The 1936 founding and the Dust Bowl years
Ethan "Pop" Hicks founded the restaurant in 1936 — the depth of the Dust Bowl years, ten years after Route 66's 1926 designation, and a moment when most of western Oklahoma was economically devastated by the combination of agricultural collapse and the broader Great Depression. The decision to open a diner in Clinton at that moment was either reckless or visionary depending on perspective; the restaurant survived in part because Route 66 was bringing through a steady trickle of westbound migrant traffic — the same Dust Bowl families that John Steinbeck would chronicle in The Grapes of Wrath three years later.
Pop Hicks's original operating model targeted both the local Clinton regulars and the through-traveler segment. The early menus emphasized hearty, inexpensive, hot meals — biscuits and gravy, fried eggs with country ham, plate lunches with meat and two sides — that worked equally well for a Clinton farmer coming in for breakfast before a day in the fields and for a migrant family stopping briefly during a long westward drive. That dual-audience positioning has remained essentially stable across nine decades.

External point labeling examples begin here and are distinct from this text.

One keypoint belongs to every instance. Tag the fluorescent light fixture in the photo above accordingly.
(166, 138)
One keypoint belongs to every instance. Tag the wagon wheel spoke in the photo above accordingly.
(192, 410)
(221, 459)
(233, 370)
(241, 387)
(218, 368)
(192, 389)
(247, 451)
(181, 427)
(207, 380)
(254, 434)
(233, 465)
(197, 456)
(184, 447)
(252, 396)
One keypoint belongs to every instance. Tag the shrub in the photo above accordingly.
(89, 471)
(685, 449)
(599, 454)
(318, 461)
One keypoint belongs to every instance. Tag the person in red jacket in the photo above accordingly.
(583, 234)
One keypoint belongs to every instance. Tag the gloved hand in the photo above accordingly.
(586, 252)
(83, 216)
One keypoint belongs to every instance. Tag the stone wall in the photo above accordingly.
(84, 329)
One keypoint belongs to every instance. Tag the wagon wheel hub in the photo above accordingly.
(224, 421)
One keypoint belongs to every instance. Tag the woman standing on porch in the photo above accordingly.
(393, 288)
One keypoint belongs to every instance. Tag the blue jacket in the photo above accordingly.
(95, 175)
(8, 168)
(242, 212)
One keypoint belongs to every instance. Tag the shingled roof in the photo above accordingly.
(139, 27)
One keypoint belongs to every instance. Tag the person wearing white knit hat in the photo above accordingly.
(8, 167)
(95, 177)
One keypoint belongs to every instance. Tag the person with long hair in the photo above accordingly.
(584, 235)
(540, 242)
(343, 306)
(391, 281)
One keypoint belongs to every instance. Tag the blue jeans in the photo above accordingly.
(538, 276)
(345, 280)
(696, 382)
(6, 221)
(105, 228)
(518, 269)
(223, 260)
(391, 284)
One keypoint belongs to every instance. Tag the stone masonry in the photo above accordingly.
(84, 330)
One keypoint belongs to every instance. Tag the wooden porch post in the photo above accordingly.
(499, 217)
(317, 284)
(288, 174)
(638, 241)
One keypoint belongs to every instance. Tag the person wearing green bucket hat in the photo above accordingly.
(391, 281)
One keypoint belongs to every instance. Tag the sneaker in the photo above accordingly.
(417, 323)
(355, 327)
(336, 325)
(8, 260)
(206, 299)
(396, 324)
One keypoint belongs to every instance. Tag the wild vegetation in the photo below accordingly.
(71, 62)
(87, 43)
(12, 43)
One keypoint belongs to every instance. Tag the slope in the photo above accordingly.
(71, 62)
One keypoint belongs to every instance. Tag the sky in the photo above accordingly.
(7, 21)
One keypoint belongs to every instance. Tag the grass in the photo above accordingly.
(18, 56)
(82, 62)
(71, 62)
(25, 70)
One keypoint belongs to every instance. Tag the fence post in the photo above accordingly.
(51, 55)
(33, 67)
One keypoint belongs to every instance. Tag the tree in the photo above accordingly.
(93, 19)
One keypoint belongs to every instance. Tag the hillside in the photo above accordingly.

Pop himself ran the restaurant through the 1940s, 1950s, and 1960s, gradually transitioning to ownership-and-operations continuity through subsequent operators while the Hicks name remained on the building. The restaurant's identity has been continuous enough that long-time Clinton residents can describe a meal at Pop Hicks in 1955 in essentially the same terms as a meal there in 2025 — same counter, same booth layout, similar menu, same unpretentious diner culture.